Молодой в упор посмотрел на собеседника:
— Ты же знаешь, у нас нет другого выхода. Или ты не согласен с выводами моего меморандума?
— Да нет… впрочем, кое с чем не согласен, но это не важно. Если бы я считал это бредом, я никогда не согласился бы участвовать во всем этом… но мы столько времени были сами по себе, а после того как они узнают… Нам надо успеть стать ОЧЕНЬ сильными… — Он оборвал сам себя и откинул голову на спинку кресла. В комнате вновь воцарилась тишина. Молодой протянул руку и положил ладонь на сухую кисть старого.
— Не беспокойся. Я сам удивляюсь, как удачен был выбор. Просто поразительно. Если бы я писал меморандум сейчас, я бы даже не стал рассматривать другие варианты. Россия — просто идеальный вариант. А люди… Черт возьми, я предполагал, что народ, остановивший столько потрясателей Вселенной и покорителей Европы, просто не может иметь такого низкого базисного коэффициента, какой получался в наших расчетах, но я даже не предполагал, НАСКОЛЬКО он занижен.
Старый, встрепенувшись, изумленно уставился на собеседника:
— То есть? Что значит низкий базисный коэффициент?
Молодой улыбнулся:
— По нашим расчетам, его величина не превышала 0, 67.

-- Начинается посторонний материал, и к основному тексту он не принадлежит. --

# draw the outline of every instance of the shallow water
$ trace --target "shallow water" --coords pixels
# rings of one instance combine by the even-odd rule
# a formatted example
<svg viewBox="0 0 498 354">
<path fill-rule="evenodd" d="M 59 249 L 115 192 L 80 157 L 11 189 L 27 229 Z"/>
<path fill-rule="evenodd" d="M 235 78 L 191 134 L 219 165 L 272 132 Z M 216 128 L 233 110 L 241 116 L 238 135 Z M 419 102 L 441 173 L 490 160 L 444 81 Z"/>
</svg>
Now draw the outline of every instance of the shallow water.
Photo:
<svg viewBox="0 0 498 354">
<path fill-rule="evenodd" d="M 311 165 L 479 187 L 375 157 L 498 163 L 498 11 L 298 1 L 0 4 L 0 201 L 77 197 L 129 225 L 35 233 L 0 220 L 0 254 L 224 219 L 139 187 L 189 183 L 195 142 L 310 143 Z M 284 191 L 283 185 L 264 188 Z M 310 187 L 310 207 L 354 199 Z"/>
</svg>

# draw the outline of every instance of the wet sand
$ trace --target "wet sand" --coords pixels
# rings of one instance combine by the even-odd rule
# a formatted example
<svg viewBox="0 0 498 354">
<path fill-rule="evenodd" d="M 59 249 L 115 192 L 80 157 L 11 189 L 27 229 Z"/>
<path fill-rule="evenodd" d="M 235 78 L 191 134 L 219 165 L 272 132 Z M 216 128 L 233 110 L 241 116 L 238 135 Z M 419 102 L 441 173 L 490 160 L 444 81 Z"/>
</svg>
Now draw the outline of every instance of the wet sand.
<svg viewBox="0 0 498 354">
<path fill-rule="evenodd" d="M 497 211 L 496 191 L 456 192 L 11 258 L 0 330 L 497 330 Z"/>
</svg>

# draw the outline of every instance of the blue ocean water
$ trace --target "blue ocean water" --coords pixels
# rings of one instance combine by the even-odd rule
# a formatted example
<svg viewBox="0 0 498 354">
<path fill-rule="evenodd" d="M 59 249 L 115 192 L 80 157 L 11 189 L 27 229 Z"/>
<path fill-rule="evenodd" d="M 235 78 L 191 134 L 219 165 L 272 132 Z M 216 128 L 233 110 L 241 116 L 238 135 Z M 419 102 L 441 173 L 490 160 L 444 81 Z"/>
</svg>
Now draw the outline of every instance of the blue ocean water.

Старый несколько мгновений смотрел на него недоверчиво, потом длинно выругался по-испански. Молодой покачал головой:
— Брось. Это означает только то, что наша методика устарела.
Старый поджал губы:
— До сих пор она срабатывала идеально.
Молодой взмахнул рукой:
— Ты не прав. Вспомни Вьетнам.
— Это исключение.
— Теперь я уверен, что нет. К тому же что спорить. — Он встал и подошел к стене, на которой висела большая, два на три метра, политико-административная карта мира. — Взгляни-ка. Достаточно бросить всего один взгляд — и все станет ясно.
Старый насупился:
— Это не показатель.
Молодой покачал головой:
— Ты не прав. Возможно, это не самый важный показатель и уж конечно далеко не единственный, но ЭТО — несомненно показатель. С которым ни ты, ни я и никто другой ничего не могут поделать.
Старый скривил губы:
— Подумаешь, были времена, когда над Британской империей тоже никогда не заходило солнце.
Молодой кивнул:
— Да, когда-то именно она была самым большим государством мира, и В ТО ВРЕМЯ Британия, без всякого сомнения, была и самым сильным государством Земли. Несмотря на временные затруднения вроде отколовшихся североамериканских колоний или деятельности Наполеона Бонапарта. А здесь даже популяционный ресурс превышает ресурс британской расы почти в два с половиной раза. Причем качество этою ресурса очень высоко.
Старый хмыкнул:
— Тебе так нравятся русские пьяницы?
Молодой усмехнулся в ответ:
— И они тоже. Но главное не это. Просто подумай. На Земле наберется всего лишь три, от силы пять государств, обладающих потенциалом объединения планеты, — кроме России, скажем, США, Китай, и нечто подобное можно сделать из объединенной Европы. Причем объединенной не так, как сейчас, а реально. И самым большим потенциалом в этой области обладает именно Россия. И именно сейчас, когда мы наконец имеем технологию Изменения, она находится в точке перелома, предоставляющей нам просто уникальные возможности. Просто уникальные… Ни в одной другой из перечисленных стран мы не смогли бы даже приблизиться к тому уровню контроля над ходом вещей, который здесь, в России, не просто выглядит теоретически достижимым, но прямо-таки буквально мистическим образом ложится на всю внутреннюю ситуацию. Причем сейчас эта страна находится в таком дерьме, что никто даже не сможет предположить, насколько серьезно будет все происходящее.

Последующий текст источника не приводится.